Imagine a scenario where an active user is constantly failing to log in to their account. If we track log in attempts, either in a log or elsewhere, we would have the data to act on this. Analysing this data could allow us to respond in real time to a possible brute force attack (I.e. an attacker attempting passwords in quick succession) or be proactive and reach out the user.

The data would say the user is currently logged out (state), but the past state events would show that there have been constant attempts to log in. If we do not have this data, we would not know of this - this is a data problem leading to a possible security breach.

Classification: Limited or lack of historical data

Error context

Consider a scenario where you have a product with an on-boarding procedure. Users that sign up are taken through step-by-step process to set up their accounts further. The data needs to track the state of this procedure, but also be aware of errors during the journey. This needs to be reflected in the data permanently and not be transient.

What the company sees is reduced conversion, angry customers and muted growth - all because of a data problem!

To extrapolate: Errors and bugs happen, but we need the extra data to be recorded as to give context to what led up to and possibly why an error occurred. If we are not aware of the source or the magnitude of this problem we cannot remedy it for the affected users, nor adapt our system.

I can hear you shouting “but that’s what logging is for!”. And you’d probably be right, but I think there’s a limit to how much context can be contained in a log entry before it becomes unwieldy or potentially containing sensitive info. The log entry should clearly identify the error and then point us to the place where it happened. From there we can use our recorded data context to piece together the entire scene of the crime.

Classification: Lack of contextual data

Race conditions

It happens often enough that an action or an event can happen more than once, either by design or because of an error. The database is an excellent tool to guard against this if used correctly.

Most relational databases are ACID-compliant and hence we can use the A part here - atomicity. What this means is that the database will work with a transaction as a single unit, acting on the database at that point in time. We can use this to our advantage by having our application code write to multiple tables inside a single transaction. If there are clashes the transaction will fail and the rest of the application will fail in a predictable way.

Consider a scenario where we monitor webhooks for updates on a set of related tables. Without the above strategy, it is possible that we could write to the same tables at the same time, possibly causing duplicate data or worse.

Let’s further extend this by considering what would happen if the data on those tables are read while they are being updated, especially if the update procedure is complex and takes a few seconds. This would mean that the logic reading this data would get an inaccurate reading and any logic depending on that would follow down this road. Possibly leading to my least favourite category of bugs - logic errors.

Classification: Not leveraging atomicity

Dynamic vs. static data

Consider the following scenario:

A user has a subscription with your service. This subscription is invoiced every month, and it is built off of a table of transactions, perhaps a double entry system. There might be other parts to this as well, such as definitions of transaction types and categorisation.

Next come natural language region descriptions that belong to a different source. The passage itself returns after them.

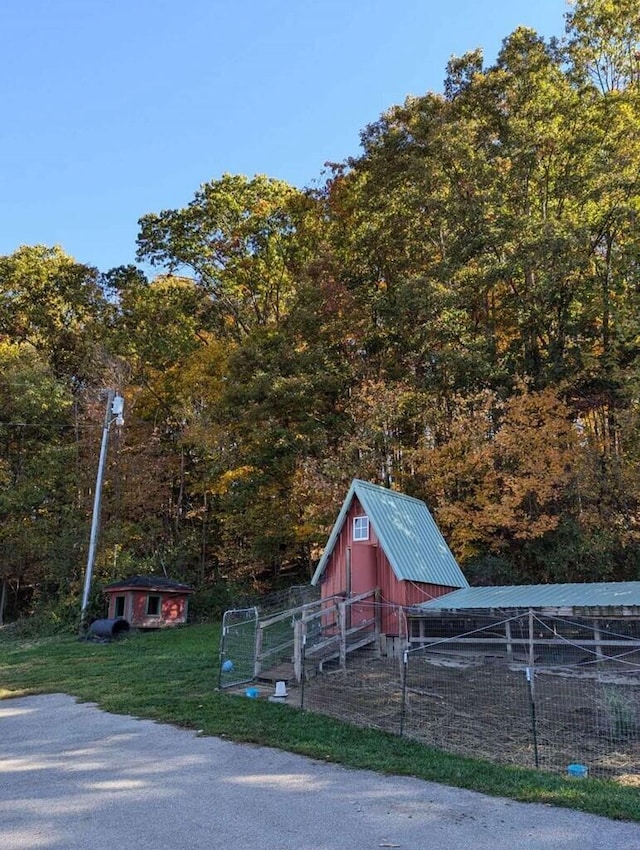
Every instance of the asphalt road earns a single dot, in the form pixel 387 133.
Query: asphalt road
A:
pixel 75 778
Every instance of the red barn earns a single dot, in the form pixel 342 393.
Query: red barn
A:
pixel 387 541
pixel 149 602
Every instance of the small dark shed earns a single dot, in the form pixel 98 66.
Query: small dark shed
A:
pixel 149 602
pixel 387 542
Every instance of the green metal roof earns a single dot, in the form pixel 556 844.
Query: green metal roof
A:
pixel 407 533
pixel 608 594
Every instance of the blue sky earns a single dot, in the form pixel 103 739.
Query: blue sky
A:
pixel 117 108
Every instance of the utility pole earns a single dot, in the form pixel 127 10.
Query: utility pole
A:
pixel 113 413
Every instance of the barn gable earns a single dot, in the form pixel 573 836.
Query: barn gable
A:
pixel 406 532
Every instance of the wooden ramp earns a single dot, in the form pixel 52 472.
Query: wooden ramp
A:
pixel 302 640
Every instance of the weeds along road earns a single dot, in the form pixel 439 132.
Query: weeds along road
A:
pixel 75 778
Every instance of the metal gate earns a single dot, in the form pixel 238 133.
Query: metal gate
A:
pixel 238 647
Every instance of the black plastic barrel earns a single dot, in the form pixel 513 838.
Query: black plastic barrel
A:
pixel 109 628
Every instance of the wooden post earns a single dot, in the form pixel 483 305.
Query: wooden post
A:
pixel 598 639
pixel 342 618
pixel 378 625
pixel 298 633
pixel 532 655
pixel 507 632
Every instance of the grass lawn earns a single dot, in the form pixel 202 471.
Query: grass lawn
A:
pixel 171 676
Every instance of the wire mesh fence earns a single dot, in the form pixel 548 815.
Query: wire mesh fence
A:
pixel 526 690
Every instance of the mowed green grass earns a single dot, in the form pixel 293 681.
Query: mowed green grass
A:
pixel 172 676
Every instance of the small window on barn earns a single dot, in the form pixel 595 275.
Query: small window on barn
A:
pixel 361 528
pixel 153 606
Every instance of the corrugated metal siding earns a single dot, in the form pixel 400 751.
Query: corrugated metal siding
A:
pixel 411 539
pixel 592 595
pixel 404 528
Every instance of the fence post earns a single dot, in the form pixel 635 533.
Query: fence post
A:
pixel 257 668
pixel 303 675
pixel 299 630
pixel 531 683
pixel 342 619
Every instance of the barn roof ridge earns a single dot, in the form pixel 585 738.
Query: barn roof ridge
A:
pixel 408 534
pixel 604 594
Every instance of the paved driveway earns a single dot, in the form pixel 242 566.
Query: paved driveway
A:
pixel 75 778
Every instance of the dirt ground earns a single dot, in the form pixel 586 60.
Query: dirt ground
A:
pixel 485 709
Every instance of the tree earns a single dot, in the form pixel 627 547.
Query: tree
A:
pixel 238 237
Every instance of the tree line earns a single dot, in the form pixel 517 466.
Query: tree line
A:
pixel 453 313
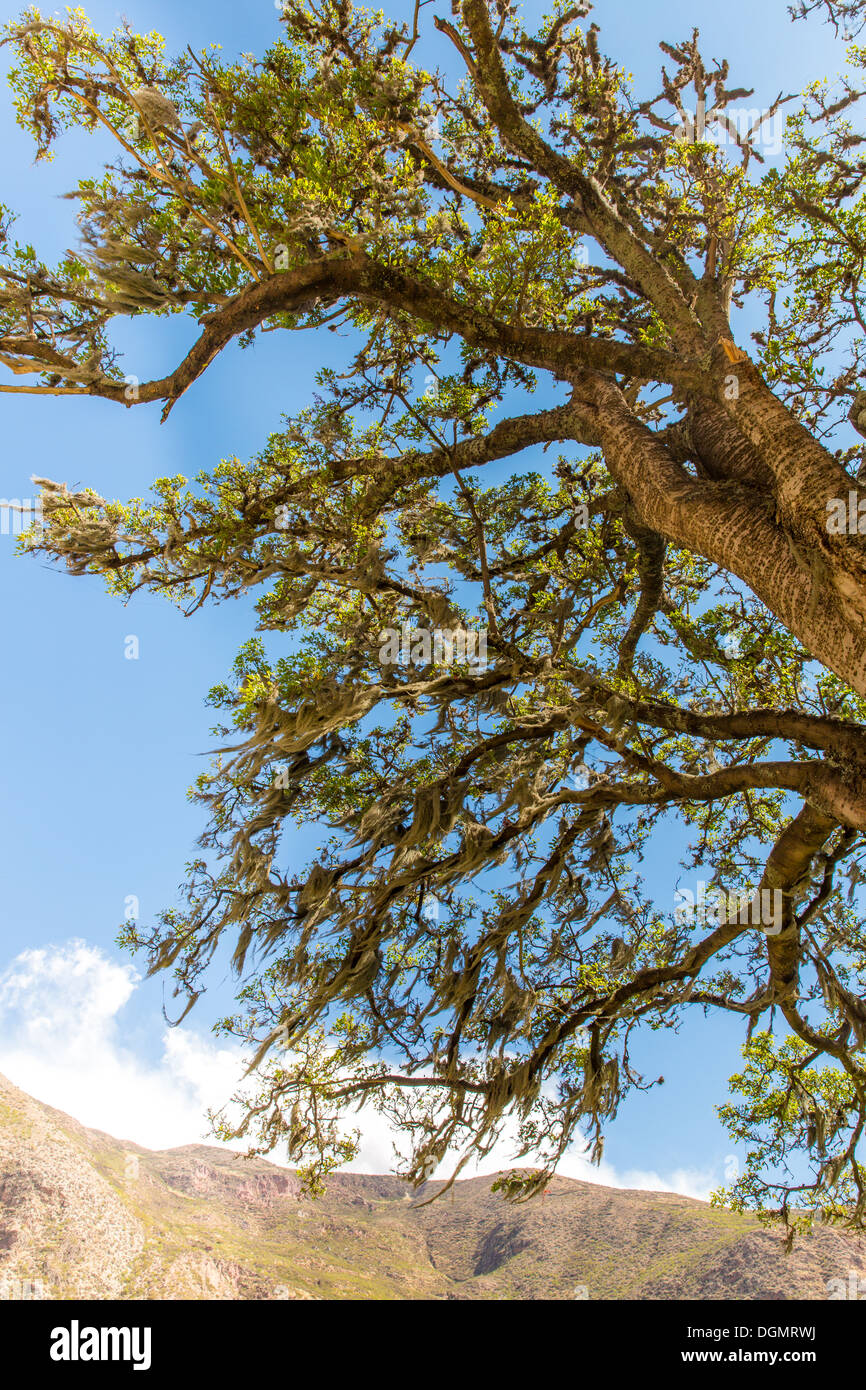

When building the invoices table the first thought might be to use a many-to-many relationship to group individual transactions into an invoice. However, a problem would soon arise if anything related to those transactions need to change or are erroneously changed.

The solution in my opinion is to save the individual transactions inside the invoice as an embedded jsonb. This preserves the data in the state it was at the time the invoice was generated. Changes after the fact will not affect this specific invoice, and if need be a new invoice can be created to override this one. Just as we currently cannot travel back in time, certain parts of the system - finance in this case - have to follow the same rules.

Classification: Not preserving data in its original state / Rewriting history

That’s it for now. This is a rather wide topic, and I’ll probably be adding a part 2 at some point with some more real world examples. Specifically I’d like to illustrate how a seemingly non-data problem can actually be related to data for instance UX. To be continued!